Using Technology to Deepen Democracy, Using Democracy to Ensure Technology Benefits Us All

Saturday, April 17, 2010

Thinking Big in the Robot Cult

More "Mitchell" from the Moot:
I understood your thinking to be: some things are possible and desirable; other things just aren't possible; transhumanism wants the impossible, such as physical immortality, superintelligence, mind uploading, and nanotechnological abundance. That is a maximalist agenda for transhumanism. There's no denying that the extremes get the attention, both inside and outside the subculture.


What you are describing as "minimalism versus maximalism" looks to me more like research versus wish-fulfillment fantasizing, sanity versus incoherence, science versus religion. Robot Cultists like to frame their confusions of science fiction with science fact as a kind of "daring" on their part, they like to fancy themselves visionaries or what seems more like jocks of science by handwaving about superintellinge, superlongevity, and superabundance rather than consensus science. I do not agree. I think they are just engaging in a kind of advertising and promotional discourse unconnected with actual research, advertising in a hyperbolic mode that has many of the hallmarks of outright fraud.

I also think techno-transcendentalizing futurologies like transhumanism indulge in something that looks quite a bit like evangelical religiosity in its least pleasant most dangerous crusading and promotional modes. Although I am not at all a religious person myself, I don't disdain religious expression in others any more than I do aesthetic expression in others (there are lots of paths to meaningful existence). But I do insist we all take great care to discern and distinguish and criticize religion (or for that matter aesthetics) whenever it seeks to colonize, distort, or be mistaken for science or proper politics.
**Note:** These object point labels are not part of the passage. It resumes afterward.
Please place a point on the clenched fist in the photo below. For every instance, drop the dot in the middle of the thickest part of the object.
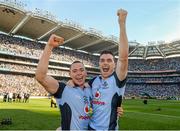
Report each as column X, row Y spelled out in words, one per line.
column 55, row 40
column 122, row 15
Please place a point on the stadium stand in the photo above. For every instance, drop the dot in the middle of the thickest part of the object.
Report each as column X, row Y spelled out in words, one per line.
column 153, row 69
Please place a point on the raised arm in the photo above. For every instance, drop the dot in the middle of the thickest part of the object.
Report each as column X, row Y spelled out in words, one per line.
column 122, row 63
column 48, row 82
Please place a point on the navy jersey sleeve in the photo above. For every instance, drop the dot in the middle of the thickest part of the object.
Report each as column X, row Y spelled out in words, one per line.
column 91, row 81
column 119, row 83
column 60, row 90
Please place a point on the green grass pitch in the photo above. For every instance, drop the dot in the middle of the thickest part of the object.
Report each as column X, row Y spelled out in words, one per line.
column 38, row 115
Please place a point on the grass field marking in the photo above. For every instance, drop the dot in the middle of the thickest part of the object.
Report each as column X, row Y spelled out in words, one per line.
column 155, row 114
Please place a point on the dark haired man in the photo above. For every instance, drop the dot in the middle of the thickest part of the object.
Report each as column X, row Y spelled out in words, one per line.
column 109, row 87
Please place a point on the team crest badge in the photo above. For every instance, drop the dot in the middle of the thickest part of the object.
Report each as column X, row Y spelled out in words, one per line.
column 86, row 108
column 97, row 94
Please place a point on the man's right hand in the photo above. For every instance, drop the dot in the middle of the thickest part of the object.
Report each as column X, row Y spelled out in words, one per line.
column 55, row 40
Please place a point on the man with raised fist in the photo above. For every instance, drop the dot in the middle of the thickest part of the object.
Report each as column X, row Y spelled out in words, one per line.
column 108, row 88
column 74, row 102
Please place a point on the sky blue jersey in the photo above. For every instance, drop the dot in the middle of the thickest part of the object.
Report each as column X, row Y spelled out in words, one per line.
column 106, row 96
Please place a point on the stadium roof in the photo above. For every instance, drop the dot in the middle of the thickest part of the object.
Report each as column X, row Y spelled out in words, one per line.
column 39, row 25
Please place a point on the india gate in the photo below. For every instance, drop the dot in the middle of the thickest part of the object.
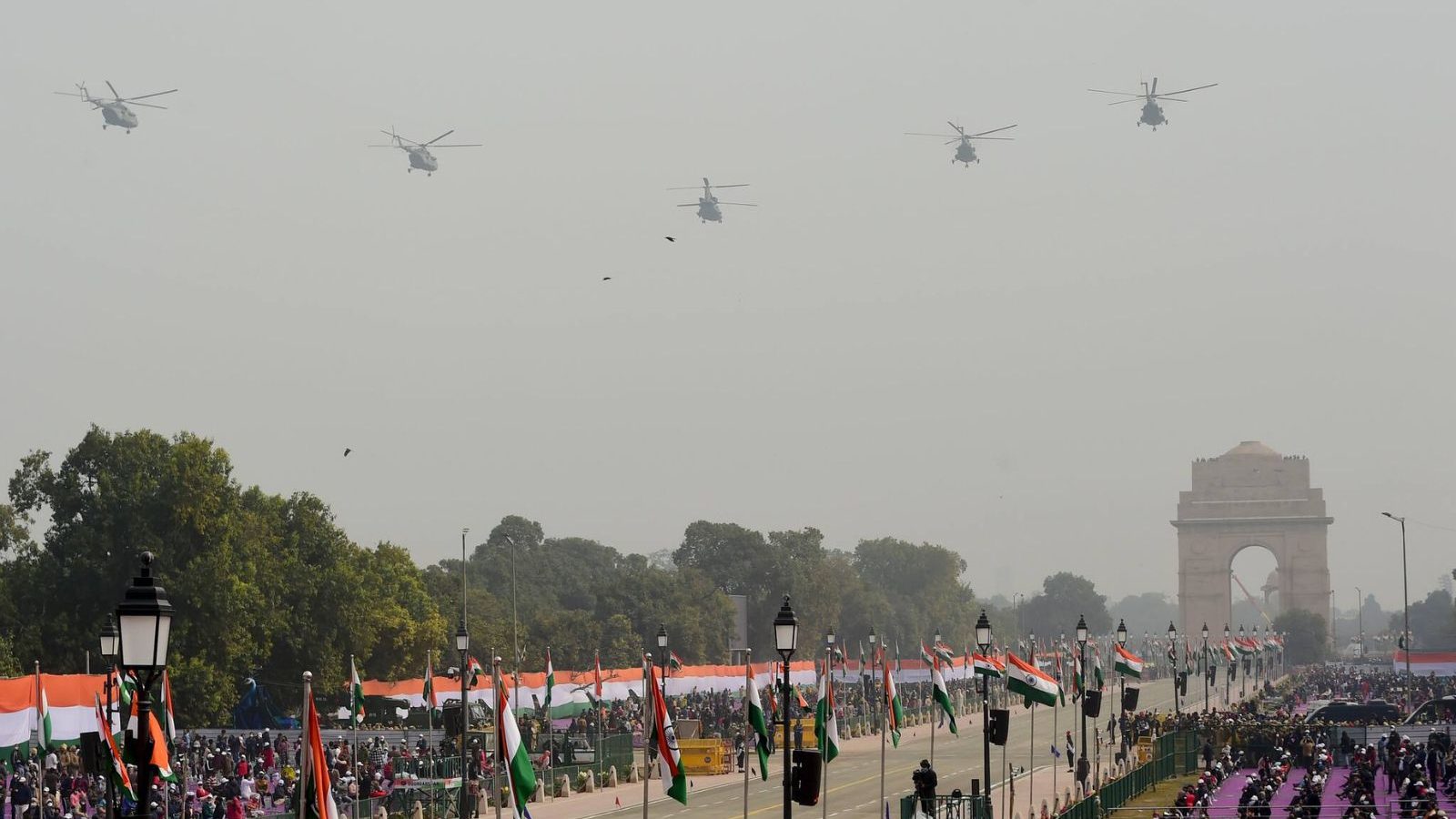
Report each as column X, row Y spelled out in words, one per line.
column 1251, row 496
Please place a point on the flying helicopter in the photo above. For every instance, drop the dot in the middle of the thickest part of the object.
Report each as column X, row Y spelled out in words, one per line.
column 708, row 205
column 420, row 157
column 1152, row 113
column 114, row 111
column 966, row 152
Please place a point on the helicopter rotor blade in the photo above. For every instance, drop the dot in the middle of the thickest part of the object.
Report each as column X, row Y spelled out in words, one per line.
column 1177, row 92
column 146, row 95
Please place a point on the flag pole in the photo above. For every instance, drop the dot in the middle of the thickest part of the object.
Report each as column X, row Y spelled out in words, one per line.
column 829, row 717
column 430, row 724
column 747, row 726
column 647, row 727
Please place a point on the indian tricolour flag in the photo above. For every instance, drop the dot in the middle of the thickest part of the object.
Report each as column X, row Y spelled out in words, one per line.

That is as true for Pentecostals or Muslims or Mormons as it is for Robot Cultists, in my view. When an sf fandom or PR firm (every futurist is essentially a salesman) confuses itself for a policy think-tank or social movement, enormous mischief ensues.

Although I do indeed think immortality and nanoabundance and mind uploading are practically impossible, this is not -- as it is usually framed by Robot Cultists -- a matter of my quibbling with them about developmental timescales or lacking their "can-do" spirit or ability to "think big." I don't confuse lies with optimism or incoherence with bigness like futurologists characteristically do.
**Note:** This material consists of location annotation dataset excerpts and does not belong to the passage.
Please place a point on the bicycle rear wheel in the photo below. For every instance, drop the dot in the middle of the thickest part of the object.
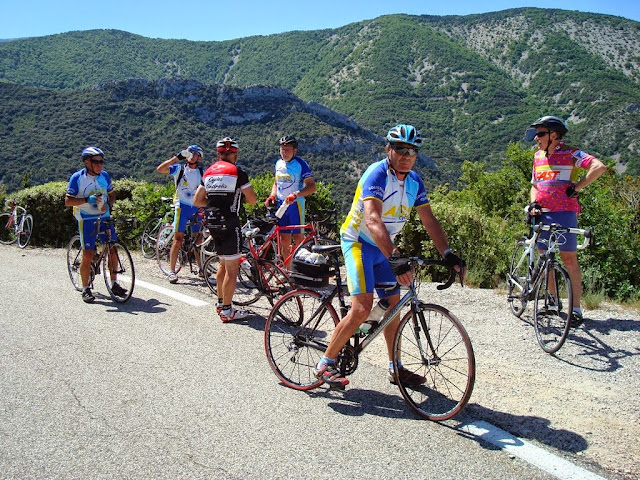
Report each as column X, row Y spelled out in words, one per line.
column 25, row 235
column 296, row 335
column 149, row 237
column 122, row 268
column 517, row 279
column 163, row 249
column 7, row 229
column 433, row 343
column 552, row 308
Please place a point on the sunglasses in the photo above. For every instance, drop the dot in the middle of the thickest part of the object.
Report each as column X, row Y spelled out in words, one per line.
column 404, row 150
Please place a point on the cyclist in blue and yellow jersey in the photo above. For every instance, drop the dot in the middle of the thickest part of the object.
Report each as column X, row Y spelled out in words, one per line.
column 385, row 194
column 90, row 193
column 554, row 192
column 187, row 177
column 292, row 183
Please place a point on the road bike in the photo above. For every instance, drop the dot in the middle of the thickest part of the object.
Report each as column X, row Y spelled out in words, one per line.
column 200, row 244
column 257, row 276
column 113, row 259
column 430, row 341
column 545, row 282
column 16, row 226
column 149, row 237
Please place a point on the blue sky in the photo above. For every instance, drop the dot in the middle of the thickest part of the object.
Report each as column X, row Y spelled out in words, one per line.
column 216, row 20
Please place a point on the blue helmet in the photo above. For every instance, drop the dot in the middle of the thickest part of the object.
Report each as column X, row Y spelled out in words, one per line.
column 405, row 134
column 90, row 152
column 554, row 124
column 196, row 149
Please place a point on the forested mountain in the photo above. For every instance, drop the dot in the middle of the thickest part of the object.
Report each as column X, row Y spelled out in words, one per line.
column 470, row 83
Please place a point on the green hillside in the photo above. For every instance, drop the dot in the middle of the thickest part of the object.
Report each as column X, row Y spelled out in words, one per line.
column 470, row 83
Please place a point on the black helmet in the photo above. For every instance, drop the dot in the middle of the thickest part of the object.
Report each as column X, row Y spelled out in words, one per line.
column 554, row 124
column 288, row 140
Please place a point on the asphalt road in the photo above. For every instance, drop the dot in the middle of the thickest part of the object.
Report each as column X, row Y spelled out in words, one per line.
column 158, row 388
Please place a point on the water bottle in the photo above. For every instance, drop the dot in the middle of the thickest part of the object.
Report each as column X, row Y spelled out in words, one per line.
column 375, row 316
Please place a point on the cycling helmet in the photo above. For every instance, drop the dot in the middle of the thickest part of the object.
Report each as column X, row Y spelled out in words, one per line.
column 196, row 149
column 554, row 124
column 405, row 134
column 91, row 152
column 288, row 140
column 227, row 143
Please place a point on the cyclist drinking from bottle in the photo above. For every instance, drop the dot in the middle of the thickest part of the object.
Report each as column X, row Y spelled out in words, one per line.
column 385, row 194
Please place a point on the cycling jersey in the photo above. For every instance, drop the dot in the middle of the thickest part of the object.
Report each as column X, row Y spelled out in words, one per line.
column 224, row 183
column 551, row 176
column 290, row 177
column 188, row 183
column 81, row 184
column 397, row 196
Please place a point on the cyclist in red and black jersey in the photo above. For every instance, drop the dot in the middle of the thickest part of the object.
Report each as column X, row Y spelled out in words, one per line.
column 224, row 184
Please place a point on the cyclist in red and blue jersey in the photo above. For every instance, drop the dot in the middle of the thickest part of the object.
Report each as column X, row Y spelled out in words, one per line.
column 90, row 193
column 386, row 193
column 293, row 182
column 554, row 191
column 187, row 177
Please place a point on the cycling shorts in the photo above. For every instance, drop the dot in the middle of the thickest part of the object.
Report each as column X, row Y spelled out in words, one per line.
column 183, row 214
column 88, row 234
column 228, row 244
column 366, row 265
column 294, row 215
column 567, row 241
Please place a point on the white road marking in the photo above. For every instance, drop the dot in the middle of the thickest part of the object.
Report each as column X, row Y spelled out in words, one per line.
column 556, row 466
column 170, row 293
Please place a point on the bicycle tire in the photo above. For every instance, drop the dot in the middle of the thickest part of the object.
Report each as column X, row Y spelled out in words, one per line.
column 7, row 229
column 552, row 323
column 124, row 270
column 163, row 249
column 210, row 272
column 149, row 237
column 74, row 260
column 295, row 339
column 517, row 280
column 27, row 229
column 433, row 343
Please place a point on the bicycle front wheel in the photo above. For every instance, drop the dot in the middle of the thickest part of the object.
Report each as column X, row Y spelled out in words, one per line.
column 553, row 305
column 7, row 229
column 119, row 272
column 25, row 235
column 517, row 279
column 432, row 343
column 163, row 249
column 149, row 237
column 296, row 335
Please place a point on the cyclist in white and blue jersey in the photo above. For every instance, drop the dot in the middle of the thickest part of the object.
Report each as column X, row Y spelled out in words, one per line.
column 293, row 182
column 385, row 194
column 90, row 193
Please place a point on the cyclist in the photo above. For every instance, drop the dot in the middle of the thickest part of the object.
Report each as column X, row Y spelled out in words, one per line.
column 224, row 183
column 293, row 182
column 554, row 191
column 187, row 177
column 90, row 193
column 385, row 194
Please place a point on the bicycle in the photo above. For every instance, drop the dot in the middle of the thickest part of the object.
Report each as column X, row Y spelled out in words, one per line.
column 149, row 237
column 202, row 244
column 257, row 276
column 16, row 226
column 113, row 259
column 545, row 282
column 430, row 341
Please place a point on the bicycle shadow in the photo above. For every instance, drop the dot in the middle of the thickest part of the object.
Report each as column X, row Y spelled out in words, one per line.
column 586, row 347
column 522, row 426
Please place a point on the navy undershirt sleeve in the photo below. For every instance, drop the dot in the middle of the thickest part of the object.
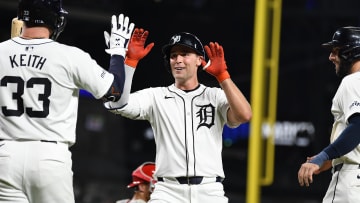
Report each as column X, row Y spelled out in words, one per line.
column 117, row 68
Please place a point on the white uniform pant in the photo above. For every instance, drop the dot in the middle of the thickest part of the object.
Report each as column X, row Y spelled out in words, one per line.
column 172, row 191
column 344, row 186
column 35, row 172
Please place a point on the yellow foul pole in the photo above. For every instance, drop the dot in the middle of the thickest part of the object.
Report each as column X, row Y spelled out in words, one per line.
column 265, row 69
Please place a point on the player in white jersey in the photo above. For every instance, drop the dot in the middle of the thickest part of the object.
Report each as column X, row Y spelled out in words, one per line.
column 142, row 183
column 343, row 154
column 40, row 81
column 187, row 117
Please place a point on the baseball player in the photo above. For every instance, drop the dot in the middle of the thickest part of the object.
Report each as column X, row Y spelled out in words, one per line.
column 142, row 183
column 343, row 154
column 40, row 81
column 187, row 117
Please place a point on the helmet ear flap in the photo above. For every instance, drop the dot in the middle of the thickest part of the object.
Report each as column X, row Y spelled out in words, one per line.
column 167, row 63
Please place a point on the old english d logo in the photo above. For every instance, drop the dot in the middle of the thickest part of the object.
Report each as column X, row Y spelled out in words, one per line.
column 205, row 115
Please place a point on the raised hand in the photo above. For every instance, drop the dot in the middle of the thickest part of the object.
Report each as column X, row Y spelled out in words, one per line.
column 137, row 50
column 216, row 65
column 117, row 42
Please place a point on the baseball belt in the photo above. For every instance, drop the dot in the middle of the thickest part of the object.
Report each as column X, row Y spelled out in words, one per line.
column 194, row 180
column 338, row 167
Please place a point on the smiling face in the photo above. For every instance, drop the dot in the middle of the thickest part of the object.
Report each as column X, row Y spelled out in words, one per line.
column 184, row 63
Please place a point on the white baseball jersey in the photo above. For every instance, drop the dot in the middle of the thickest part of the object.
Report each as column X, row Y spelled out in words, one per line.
column 345, row 103
column 39, row 90
column 344, row 185
column 187, row 128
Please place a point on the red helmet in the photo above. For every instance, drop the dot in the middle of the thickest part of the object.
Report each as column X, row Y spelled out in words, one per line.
column 143, row 174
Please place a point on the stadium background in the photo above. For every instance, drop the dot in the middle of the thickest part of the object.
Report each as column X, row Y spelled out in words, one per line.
column 109, row 147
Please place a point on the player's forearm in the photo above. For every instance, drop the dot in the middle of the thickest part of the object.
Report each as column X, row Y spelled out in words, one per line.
column 129, row 73
column 240, row 109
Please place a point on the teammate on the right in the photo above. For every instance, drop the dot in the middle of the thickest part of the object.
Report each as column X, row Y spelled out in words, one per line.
column 344, row 150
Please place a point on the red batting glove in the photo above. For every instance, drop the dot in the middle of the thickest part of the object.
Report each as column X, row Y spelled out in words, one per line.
column 216, row 65
column 136, row 49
More to the point: I think "mind uploading" involves deep confusions about what intelligence (which is embodied and social) means, what personal lifespan (which is also embodied, social and inherently, indispensably vulnerable) means, or what it really means to aspire to post-political superabundance in terms of lived human freedom (which depends in its substance on plurality and contestation). I don't think transhumanists want "more" -- I think transhumanists literally don't know what the hell they are talking about, and that when they talk they are deranging public discourse in a way the public is disastrously susceptible to in a time of disruptive technoscientific change and global corporate-militarist developmental precarization.
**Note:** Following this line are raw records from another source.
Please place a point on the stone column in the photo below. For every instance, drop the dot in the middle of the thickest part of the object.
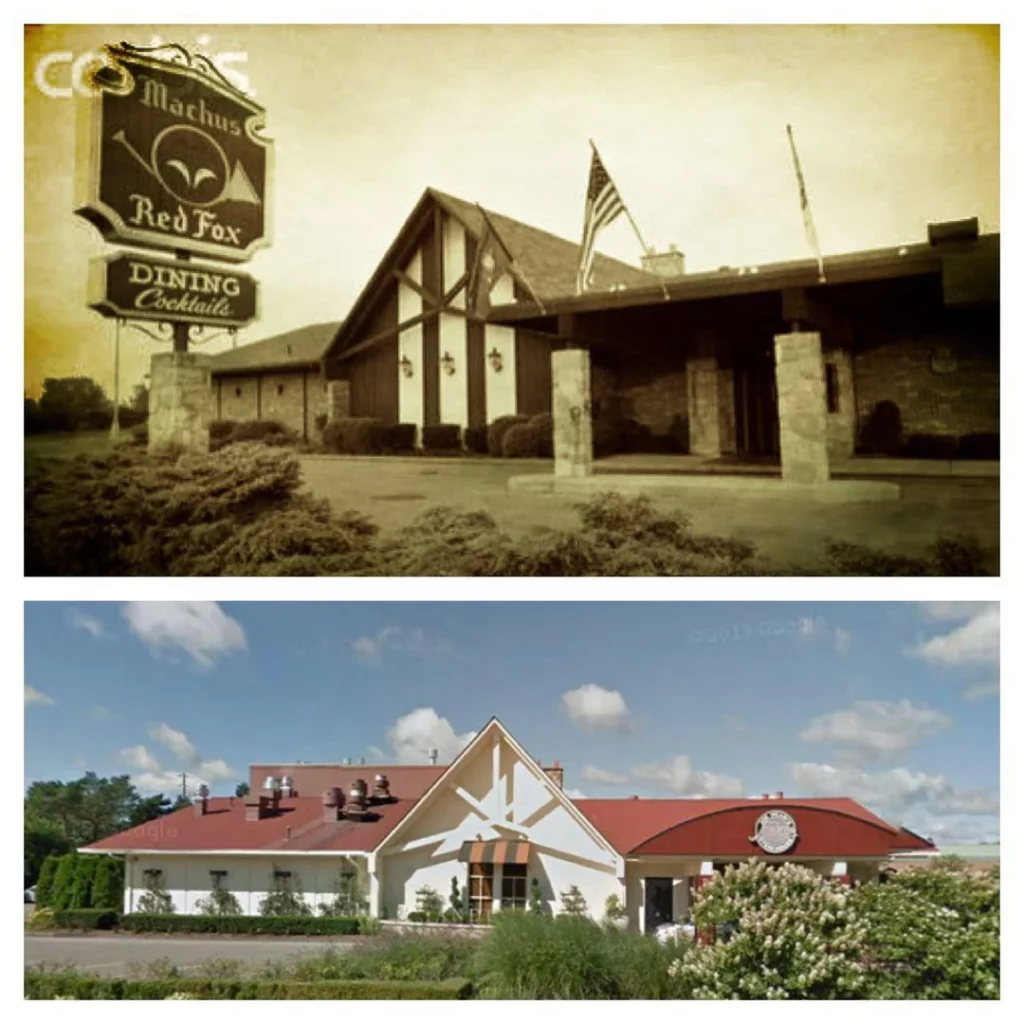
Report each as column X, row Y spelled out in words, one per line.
column 338, row 400
column 803, row 426
column 180, row 401
column 702, row 406
column 573, row 431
I frankly don't think transhumanists are ultimately saying anything that any hungry bored lonely infant in a poopy diaper isn't already squealing about in his crib. You just trump up your infantile wish-fulfillment fantasies in the trappings of science fiction iconography and appeal to a slightly more hyperbolic id than do the usual run of the mill consumer-capitalist sports car and boner pill ads. That you people seem to think this represents a philosophical worldview or cutting edge science policy is nothing short of flabbergasting in my view.